Samuel Fuller was never a director who was comfortable with domesticity. Perhaps for this reason he tended to avoid romantic relationships in his films, instead focusing on outsiders, soldiers, and people drawn to close confederations of friends and “colleagues.” His most compelling romances focused on characters of equally independent ferocity: the pickpocket and prostitute from Pickup on South Street (1953) and the gunslinger and land-owner from Forty Guns (1957).
His 1955 CinemaScope noir House of Bamboo features two romantic relationships, the first between two hardened criminals, the second between a “geisha-girl” and an undercover military police-officer. Set in post WWII Tokyo, MP Eddie Kenner is on special assignment to investigate a murderous gang led by ex-soldier Sandy Dawson. In working to insinuate himself into Dawson’s group, Kenner falls for Mariko, a murdered gang member’s widow.
By far the more compelling of the two relationships is between hardened criminals Dawson (Robert Ryan) and his ichiban (“number one”) Griff (Cameron Mitchell), while the second between Eddie Kenner (Robert Stack) and Mariko (Shirley Yamaguchi) represents the low-point of the film. The moment (Spoiler Alert) where Sandy murders Griff in a bathtub and cradles his head after mistaking him for the rat in his outfit radiates with more passion and chemistry than all of Eddie and Mariko’s scenes combined.
If this had been the point then House of Bamboo could be described as one of the most subversive films of the 1950s. But the sad truth remains that the film emphatically insists on the centrality and importance of Eddie and Mariko’s romance. There are too many clumsy scenes of Eddie and Mariko furtively giggling with each other over cultural shock—you can practically hear the crickets chirping during one sequence where Mariko cooks Eddie eggs “shingle-style” while he takes a bath—too many swooning love themes, too much miscalculated earnestness for their courtship to feel like an ironic counterpart and/or commentary on Sandy and Griff. House of Bamboo takes Eddie and Mariko seriously. And unfortunately their relationship’s execution keeps the film from reaching the true heights of greatness.
All of this isn’t to say that House of Bamboo fails. In fact, despite the romantic hiccups the film largely succeeds as a taut, gripping crime thriller due in large part to Joseph MacDonald’s widescreen cinematography. Fuller’s films rarely felt quite so simultaneously nuanced and bombastic. Multiple re-watches reveal subtle details in Fuller’s compositions: Mount Fuji repeatedly poking through the scenery, a policeman blocked in the background of an early sequence at a crime scene so that he physically separates the American investigator from his Japanese co-worker, the expressionistic placement of the bullet holes in the aforementioned bathtub assassination (some of the bullets apparently turned at 90-degree angles after being fired).

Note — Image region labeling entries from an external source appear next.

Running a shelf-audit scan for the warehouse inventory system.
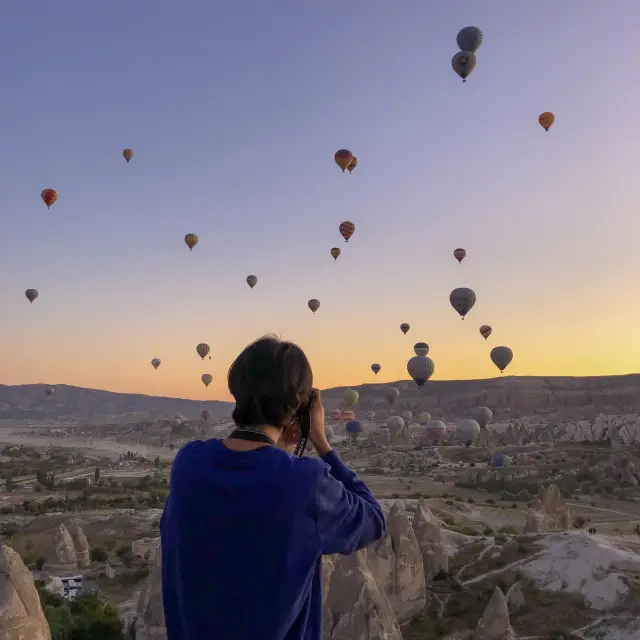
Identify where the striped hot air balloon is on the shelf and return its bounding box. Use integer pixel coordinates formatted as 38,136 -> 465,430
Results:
338,220 -> 356,242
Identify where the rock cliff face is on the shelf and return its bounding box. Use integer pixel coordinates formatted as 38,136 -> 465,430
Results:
0,545 -> 51,640
44,524 -> 78,574
68,520 -> 91,569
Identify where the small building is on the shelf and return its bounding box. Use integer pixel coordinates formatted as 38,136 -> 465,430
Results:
131,538 -> 160,563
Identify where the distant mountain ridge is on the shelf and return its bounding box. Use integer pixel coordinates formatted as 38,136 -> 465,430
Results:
0,384 -> 233,422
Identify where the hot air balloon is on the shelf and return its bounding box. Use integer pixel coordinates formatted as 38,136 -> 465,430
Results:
451,51 -> 476,82
334,149 -> 353,171
384,387 -> 400,404
456,418 -> 480,444
456,27 -> 483,53
387,416 -> 404,436
196,342 -> 211,360
479,324 -> 493,340
345,420 -> 362,441
413,342 -> 429,356
338,220 -> 356,242
453,249 -> 467,262
471,407 -> 493,429
40,189 -> 58,209
490,347 -> 513,373
343,389 -> 360,407
449,287 -> 476,320
184,233 -> 198,251
407,356 -> 435,387
425,420 -> 447,446
538,111 -> 556,131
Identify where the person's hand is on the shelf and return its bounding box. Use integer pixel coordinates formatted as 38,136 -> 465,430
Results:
309,389 -> 331,456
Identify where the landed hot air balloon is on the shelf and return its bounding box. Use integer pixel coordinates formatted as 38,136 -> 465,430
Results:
334,149 -> 353,171
413,342 -> 429,356
451,51 -> 476,82
342,389 -> 360,407
345,420 -> 362,441
490,347 -> 513,373
384,387 -> 400,404
387,416 -> 404,436
449,287 -> 476,320
456,27 -> 484,53
196,342 -> 211,360
453,249 -> 467,262
471,407 -> 493,429
479,324 -> 493,340
456,418 -> 480,444
184,233 -> 198,251
407,356 -> 435,387
338,220 -> 356,242
40,189 -> 58,209
538,111 -> 556,131
201,373 -> 213,387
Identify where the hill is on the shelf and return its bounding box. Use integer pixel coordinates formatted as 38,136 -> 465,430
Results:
0,384 -> 233,424
322,374 -> 640,419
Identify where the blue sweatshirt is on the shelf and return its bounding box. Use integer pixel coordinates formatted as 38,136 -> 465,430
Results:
160,440 -> 386,640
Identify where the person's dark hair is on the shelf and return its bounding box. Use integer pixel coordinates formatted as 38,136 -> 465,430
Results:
228,336 -> 313,427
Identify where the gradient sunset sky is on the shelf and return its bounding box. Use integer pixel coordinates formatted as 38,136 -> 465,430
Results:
0,0 -> 640,399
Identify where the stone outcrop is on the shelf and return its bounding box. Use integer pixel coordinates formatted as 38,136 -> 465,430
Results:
322,550 -> 402,640
44,524 -> 78,574
0,545 -> 51,640
68,520 -> 91,569
413,500 -> 449,584
475,587 -> 518,640
367,503 -> 426,623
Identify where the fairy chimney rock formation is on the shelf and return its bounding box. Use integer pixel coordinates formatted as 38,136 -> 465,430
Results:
68,520 -> 91,569
413,500 -> 449,584
0,545 -> 51,640
475,587 -> 518,640
322,549 -> 402,640
44,524 -> 78,574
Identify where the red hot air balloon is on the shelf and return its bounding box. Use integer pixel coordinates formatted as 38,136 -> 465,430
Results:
40,189 -> 58,209
338,220 -> 356,242
453,249 -> 467,262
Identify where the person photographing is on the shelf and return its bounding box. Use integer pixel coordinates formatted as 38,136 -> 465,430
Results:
160,336 -> 386,640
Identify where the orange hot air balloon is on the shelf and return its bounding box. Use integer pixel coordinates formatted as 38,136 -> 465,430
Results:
335,149 -> 353,171
338,220 -> 356,242
538,111 -> 556,131
40,189 -> 58,209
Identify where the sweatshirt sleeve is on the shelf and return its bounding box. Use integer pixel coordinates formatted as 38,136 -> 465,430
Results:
316,451 -> 387,555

But the deficit of narrative and tonal cohesion prevents House of Bamboo from matching or exceeding the quality of the film it was loosely remade from: William Keighley’s The Street With No Name (1948)—an admittedly greater film by an admittedly lesser director. House of Bamboo will always be remembered more fondly by critics and historians because of a) its significance as a film by one of American cinema’s great auteurs, and b) its unprecedented access to post-war Tokyo for on-location shooting. But if I may be so bold: if one looks beyond House of Bamboo’s reputation as an “important” film, it reveals itself as readily inferior to The Street With No Name. Shot by the same cinematographer and written by the same screenwriter (Harry Kleiner) as House of Bamboo, Keighley’s film represents a fascinating transition between the highly stylized studio noir of the 40s and the more documentary-style noir of the 50s. Instead of haphazardly juggling the two traditions it seamlessly balances a documentary-style first half and an expressionist second. What’s more, Richard Widmark turns in one of his best performances as the film’s sadistic, paranoiac gang leader.

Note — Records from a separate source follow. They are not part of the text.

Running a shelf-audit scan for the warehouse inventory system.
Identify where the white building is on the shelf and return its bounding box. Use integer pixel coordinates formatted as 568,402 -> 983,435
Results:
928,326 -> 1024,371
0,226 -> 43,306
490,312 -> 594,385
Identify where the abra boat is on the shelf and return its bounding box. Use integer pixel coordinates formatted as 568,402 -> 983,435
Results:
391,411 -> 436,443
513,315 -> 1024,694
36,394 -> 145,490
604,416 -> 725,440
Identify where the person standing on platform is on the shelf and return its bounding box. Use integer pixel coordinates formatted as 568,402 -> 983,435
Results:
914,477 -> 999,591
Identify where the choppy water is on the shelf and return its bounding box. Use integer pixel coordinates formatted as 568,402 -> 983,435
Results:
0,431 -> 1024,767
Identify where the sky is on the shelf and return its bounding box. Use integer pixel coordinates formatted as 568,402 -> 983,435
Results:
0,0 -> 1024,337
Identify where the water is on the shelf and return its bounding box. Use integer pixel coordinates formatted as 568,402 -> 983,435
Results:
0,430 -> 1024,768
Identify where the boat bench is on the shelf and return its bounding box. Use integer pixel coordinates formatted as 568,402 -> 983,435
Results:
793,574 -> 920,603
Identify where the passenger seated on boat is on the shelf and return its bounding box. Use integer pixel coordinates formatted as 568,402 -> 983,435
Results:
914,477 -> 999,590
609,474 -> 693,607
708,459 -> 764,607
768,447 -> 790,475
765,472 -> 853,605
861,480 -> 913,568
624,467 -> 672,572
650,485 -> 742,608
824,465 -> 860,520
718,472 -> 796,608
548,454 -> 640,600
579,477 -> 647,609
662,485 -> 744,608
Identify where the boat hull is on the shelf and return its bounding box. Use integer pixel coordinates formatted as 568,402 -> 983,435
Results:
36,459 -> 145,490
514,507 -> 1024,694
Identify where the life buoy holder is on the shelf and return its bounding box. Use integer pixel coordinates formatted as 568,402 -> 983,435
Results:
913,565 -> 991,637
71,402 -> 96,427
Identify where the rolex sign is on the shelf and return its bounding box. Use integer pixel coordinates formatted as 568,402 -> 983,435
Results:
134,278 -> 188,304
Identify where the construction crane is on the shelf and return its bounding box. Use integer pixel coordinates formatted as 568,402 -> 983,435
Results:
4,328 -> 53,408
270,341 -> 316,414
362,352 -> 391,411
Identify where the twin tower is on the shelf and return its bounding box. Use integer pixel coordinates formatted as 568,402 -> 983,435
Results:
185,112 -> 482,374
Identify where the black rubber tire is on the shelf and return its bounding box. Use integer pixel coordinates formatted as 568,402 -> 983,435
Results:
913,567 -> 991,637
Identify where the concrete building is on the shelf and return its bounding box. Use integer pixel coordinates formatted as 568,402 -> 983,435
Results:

Twilight Time’s recent Blu-ray edition of House of Bamboo boasts an impressive transfer but meager extras. The audio commentary tracks courtesy of film historians Alain Silver and James Ursini are most welcome, but the additional behind-the-scenes newsreel footage is both laughably over-exposed and utterly insignificant. Still, short of seeing it on the big screen, there isn’t a better way to witness House of Bamboo’s majestic beauty than with this Blu-ray.